[Toybox] [PATCH] cpio: support reading concatenated cpio files.

Thu Apr 15 16:57:36 PDT 2021

On 4/15/21 12:06 PM, enh wrote:
>     > i haven't looked at BSD, but they seem to interpret TRAILER!!! as end
>     > of archive too: https://www.freebsd.org/cgi/man.cgi?query=cpio&sektion=5
>     ... and
> 
>     Have they changed the behavior of their tool in the past 25 years? (It's not
>     like 64 bit processors or large file support means much when your file format is
>     8 hex digits for all the metadata fields...)
> 
> 
> i had assumed that macOS used GNU cpio, but i just checked and it's actually the
> BSD cpio (3.3.2). so i can report that they behave differently again: they do
> stop at TRAILER!!! but putting them in the loop doesn't seem to help, but they
> also don't error so you end up in the infinite loop. so superficially similar to
> toybox's currently behavior, except without any error message?

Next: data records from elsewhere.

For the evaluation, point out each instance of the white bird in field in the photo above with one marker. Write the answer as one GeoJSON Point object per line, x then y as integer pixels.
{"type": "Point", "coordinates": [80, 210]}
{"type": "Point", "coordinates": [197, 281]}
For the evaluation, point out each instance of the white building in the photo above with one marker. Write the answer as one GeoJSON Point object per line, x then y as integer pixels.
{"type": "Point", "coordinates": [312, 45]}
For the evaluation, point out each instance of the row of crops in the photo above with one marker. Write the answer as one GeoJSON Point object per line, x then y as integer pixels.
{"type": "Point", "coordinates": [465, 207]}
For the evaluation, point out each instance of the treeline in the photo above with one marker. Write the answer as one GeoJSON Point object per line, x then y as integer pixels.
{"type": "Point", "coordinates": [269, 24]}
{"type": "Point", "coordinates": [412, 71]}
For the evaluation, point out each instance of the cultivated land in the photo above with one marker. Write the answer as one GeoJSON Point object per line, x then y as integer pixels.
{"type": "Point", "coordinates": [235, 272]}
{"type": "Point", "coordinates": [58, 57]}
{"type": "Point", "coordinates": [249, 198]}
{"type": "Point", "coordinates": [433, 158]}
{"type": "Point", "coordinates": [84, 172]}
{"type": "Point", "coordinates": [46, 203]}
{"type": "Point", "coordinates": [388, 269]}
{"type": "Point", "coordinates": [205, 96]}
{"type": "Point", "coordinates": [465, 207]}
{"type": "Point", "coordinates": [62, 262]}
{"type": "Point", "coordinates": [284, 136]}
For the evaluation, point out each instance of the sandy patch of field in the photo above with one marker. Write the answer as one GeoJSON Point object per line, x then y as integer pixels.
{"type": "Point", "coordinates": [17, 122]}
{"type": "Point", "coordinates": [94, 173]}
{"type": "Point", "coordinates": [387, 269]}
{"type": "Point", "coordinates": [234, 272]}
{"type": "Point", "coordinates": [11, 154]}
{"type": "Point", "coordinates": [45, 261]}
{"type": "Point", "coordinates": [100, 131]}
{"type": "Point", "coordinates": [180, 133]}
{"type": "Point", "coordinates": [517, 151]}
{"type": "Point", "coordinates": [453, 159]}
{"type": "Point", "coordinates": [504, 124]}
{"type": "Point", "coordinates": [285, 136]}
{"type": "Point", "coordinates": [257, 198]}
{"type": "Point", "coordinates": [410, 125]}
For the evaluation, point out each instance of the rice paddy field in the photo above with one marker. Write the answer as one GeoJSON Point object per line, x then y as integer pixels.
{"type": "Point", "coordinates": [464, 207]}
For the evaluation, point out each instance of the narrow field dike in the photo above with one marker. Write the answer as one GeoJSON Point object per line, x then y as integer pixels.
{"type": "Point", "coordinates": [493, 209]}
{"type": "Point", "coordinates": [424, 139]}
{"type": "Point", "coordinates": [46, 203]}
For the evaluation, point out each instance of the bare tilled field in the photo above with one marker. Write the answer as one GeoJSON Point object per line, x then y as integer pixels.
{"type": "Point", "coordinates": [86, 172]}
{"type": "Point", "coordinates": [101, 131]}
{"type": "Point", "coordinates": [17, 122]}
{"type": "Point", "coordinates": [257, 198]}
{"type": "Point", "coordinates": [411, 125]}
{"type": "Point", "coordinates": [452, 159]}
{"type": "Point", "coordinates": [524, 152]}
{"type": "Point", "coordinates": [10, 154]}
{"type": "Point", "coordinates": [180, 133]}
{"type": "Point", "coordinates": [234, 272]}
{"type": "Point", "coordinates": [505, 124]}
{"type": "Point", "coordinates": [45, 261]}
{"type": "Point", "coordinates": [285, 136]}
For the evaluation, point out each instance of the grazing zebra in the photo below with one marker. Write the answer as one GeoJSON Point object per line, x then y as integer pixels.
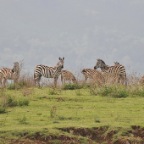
{"type": "Point", "coordinates": [10, 74]}
{"type": "Point", "coordinates": [48, 72]}
{"type": "Point", "coordinates": [94, 75]}
{"type": "Point", "coordinates": [141, 81]}
{"type": "Point", "coordinates": [114, 73]}
{"type": "Point", "coordinates": [67, 76]}
{"type": "Point", "coordinates": [116, 63]}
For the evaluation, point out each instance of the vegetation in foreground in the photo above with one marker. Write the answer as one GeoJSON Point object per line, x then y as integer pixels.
{"type": "Point", "coordinates": [72, 114]}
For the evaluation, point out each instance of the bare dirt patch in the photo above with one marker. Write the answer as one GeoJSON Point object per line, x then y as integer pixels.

Wheee. Fixable with a toybox prebuilt, of course, once we figure out the
behavior we want.

>     Who are the users of this you're seeing? (And the other major user of this (that
>     I'm aware of) is RPM package format. I don't know what do they do, because I
>     don't know where the source to the rpm tools lives. I lost track circa
>     https://lwn.net/Articles/196523/ and moved to .deb based systems anyway...)
> 
>     Hmmm. If you're really concerned about more capable default behavior being
>     nebulously unsafe in a way that I can't prove a negative (grumble grumble),
>     maybe it needs an --all option? The man page doesn't mention -A but of course:
> 
>       $ cpio -iA < /dev/null
>       cpio: --append is meaningless with --extract
>       $ cpio -ia < /dev/null
>       cpio: --reset is meaningless with --extract
> 
>     This is gnu we're talking about: they only actually document stuff in "info"
>     pages. Sigh. (The man page mentions --append but has no short option for it.
>     The only reset it mentions is --reset-access-time and it doesn't say what that
>     DOES...)
> 
>     Needing a for loop around the tool seems broken to me. Not breaking people's
>     workarounds is important, but implementing behavior that WON'T while rendering
>     the workaround unnecessary seems easy enough?
> 
>     People depending on a limitation of the tool for "security" is hard for me to
>     say anything coherent about. I _want_ it to be the default behavior, but if it
>     needs to be an option...
> 
> 
> no, the fact that the kernel does interpret these files the other i think
> actually flips this argument around... it would make a lot more sense if cpio
> agreed.

Oh good. I'll try to implement that tonight.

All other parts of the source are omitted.